“My decision today reflects a shift for BPA — from the traditional approach of primarily relying on new construction to meet changing transmission needs, to embracing a more flexible, scalable, and economically and operationally efficient approach to managing our transmission system,” Mainzer wrote in a letter addressed to “parties interested in the I-5 Corridor Reinforcement Project.”
In an interview with The Columbian, Mainzer said congestion is still a problem along the north-south corridor. However, the agency will address congestion with a suite of tools, including a less conservative and more “risk informed” approach in its capacity calculations, the development of new tools to monitor the grid in real time, collaboration with other regional utilities, and will look to nonwire solutions such as battery storage and electrical flow control devices.
“Traditionally, the solution to a problem like this is, ‘Let’s go build a line’ — and lines are great — they provide a lot of certainty and capacity,” he said. “But the question was not necessarily what transmission line we have to build, but how do we have to solve the transmission problem.”
Mainzer said the death of the project doesn’t mean an end to transmission-line construction in the Pacific Northwest. But in the future, the agency plans to look at finding more efficient ways to move power and to build at the smallest possible scale.
While the BPA invested nine years into studying the project, Mainzer said the agency is still calculating how much money it invested in the project.
“We’re in the process of calculating the final amount but it was a significant sum,” he said, noting that it’s now pursuing alternatives that are less expensive than building the transmission line.
A controversial project
When the I-5 Corridor Reinforcement Project was first proposed, BPA officials saw the line as necessary for meeting the electrical demands of the rampant population growth between the Portland and Seattle metro areas. But because the transmission system feeds customers along the entire West Coast, the new line would benefit customers in the Southwestern United States.
Project designers considered several paths for the line, but in 2012 identified the preferred “Central Alternative.”
It would have started at Castle Rock and run about 7 miles east of I-5 before veering east and crossing the Clark-Cowlitz county line near Merwin Dam. It would have then run between Camas and Washougal before crossing the Columbia River and ending at Troutdale.
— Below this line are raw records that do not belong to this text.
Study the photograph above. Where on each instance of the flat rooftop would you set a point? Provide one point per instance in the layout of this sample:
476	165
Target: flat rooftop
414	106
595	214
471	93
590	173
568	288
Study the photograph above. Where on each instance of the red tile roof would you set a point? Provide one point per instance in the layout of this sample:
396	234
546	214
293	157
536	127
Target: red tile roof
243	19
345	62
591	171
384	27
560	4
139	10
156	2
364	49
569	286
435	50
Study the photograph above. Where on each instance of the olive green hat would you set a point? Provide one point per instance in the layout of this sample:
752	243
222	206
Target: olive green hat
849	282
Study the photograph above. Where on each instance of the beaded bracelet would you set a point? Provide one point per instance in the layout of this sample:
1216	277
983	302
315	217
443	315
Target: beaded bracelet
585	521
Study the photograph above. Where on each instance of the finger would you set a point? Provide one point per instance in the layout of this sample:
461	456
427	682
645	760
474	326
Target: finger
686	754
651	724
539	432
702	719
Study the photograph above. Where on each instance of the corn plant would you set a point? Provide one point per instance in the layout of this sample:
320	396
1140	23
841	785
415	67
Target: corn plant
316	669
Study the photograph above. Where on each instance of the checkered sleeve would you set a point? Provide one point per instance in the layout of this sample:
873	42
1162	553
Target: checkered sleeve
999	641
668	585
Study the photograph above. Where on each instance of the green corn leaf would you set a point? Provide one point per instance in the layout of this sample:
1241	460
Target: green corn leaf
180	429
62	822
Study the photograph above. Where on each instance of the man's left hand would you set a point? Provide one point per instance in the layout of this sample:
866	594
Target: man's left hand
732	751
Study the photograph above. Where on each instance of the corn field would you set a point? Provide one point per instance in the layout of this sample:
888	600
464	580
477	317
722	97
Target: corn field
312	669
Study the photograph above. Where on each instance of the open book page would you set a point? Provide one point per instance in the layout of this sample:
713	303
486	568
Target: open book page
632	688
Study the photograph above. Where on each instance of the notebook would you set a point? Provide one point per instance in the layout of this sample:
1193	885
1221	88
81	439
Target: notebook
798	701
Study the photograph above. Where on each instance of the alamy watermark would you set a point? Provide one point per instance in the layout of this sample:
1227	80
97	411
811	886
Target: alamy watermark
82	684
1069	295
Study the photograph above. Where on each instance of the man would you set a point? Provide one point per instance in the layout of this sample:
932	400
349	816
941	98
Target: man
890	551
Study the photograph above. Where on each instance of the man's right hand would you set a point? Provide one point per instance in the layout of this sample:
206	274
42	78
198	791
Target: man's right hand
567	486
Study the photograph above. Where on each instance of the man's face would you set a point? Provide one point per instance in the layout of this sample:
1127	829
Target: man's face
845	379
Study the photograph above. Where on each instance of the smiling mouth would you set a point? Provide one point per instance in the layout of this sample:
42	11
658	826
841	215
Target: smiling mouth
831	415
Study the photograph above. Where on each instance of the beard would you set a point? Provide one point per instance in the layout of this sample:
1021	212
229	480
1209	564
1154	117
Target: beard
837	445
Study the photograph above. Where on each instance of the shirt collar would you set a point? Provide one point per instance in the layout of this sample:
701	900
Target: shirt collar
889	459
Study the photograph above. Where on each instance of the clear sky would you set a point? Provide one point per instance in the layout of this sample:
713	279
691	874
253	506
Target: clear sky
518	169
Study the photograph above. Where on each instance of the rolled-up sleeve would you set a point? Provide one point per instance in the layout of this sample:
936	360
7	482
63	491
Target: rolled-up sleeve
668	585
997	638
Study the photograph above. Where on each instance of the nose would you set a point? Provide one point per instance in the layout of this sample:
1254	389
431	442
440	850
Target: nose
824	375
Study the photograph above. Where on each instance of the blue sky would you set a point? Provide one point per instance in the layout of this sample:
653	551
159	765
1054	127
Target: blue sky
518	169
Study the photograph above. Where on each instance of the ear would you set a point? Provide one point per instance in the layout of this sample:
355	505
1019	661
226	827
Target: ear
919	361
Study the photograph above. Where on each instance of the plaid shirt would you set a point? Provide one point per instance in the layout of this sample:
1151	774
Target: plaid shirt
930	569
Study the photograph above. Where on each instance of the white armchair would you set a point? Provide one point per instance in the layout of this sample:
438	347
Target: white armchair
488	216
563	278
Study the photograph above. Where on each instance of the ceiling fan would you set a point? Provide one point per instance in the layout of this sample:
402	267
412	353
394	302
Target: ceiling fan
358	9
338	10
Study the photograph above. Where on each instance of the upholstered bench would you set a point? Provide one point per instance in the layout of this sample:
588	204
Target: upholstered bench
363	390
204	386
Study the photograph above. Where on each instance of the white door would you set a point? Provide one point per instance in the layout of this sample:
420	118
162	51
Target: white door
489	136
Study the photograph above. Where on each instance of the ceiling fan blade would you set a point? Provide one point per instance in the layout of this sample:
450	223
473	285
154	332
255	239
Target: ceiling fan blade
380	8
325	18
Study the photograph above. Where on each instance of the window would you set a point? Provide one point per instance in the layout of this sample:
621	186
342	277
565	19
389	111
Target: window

The project was highly controversial with property owners along the proposed route. Many of those who lived in the proposed path worried about the line’s potential impacts on their property values and their health. Some formed citizen groups that rallied against the project and advocated for alternative solutions.
“Frankly, BPA’s willingness to reverse course on the planned 500-kilovolt lattice-steel-tower transmission line that would have bisected our communities is somewhat unprecedented,” she said. “It should serve as a model for other public entities who need to be willing to constantly reassess their decisions to make sure the community is at the center of them.”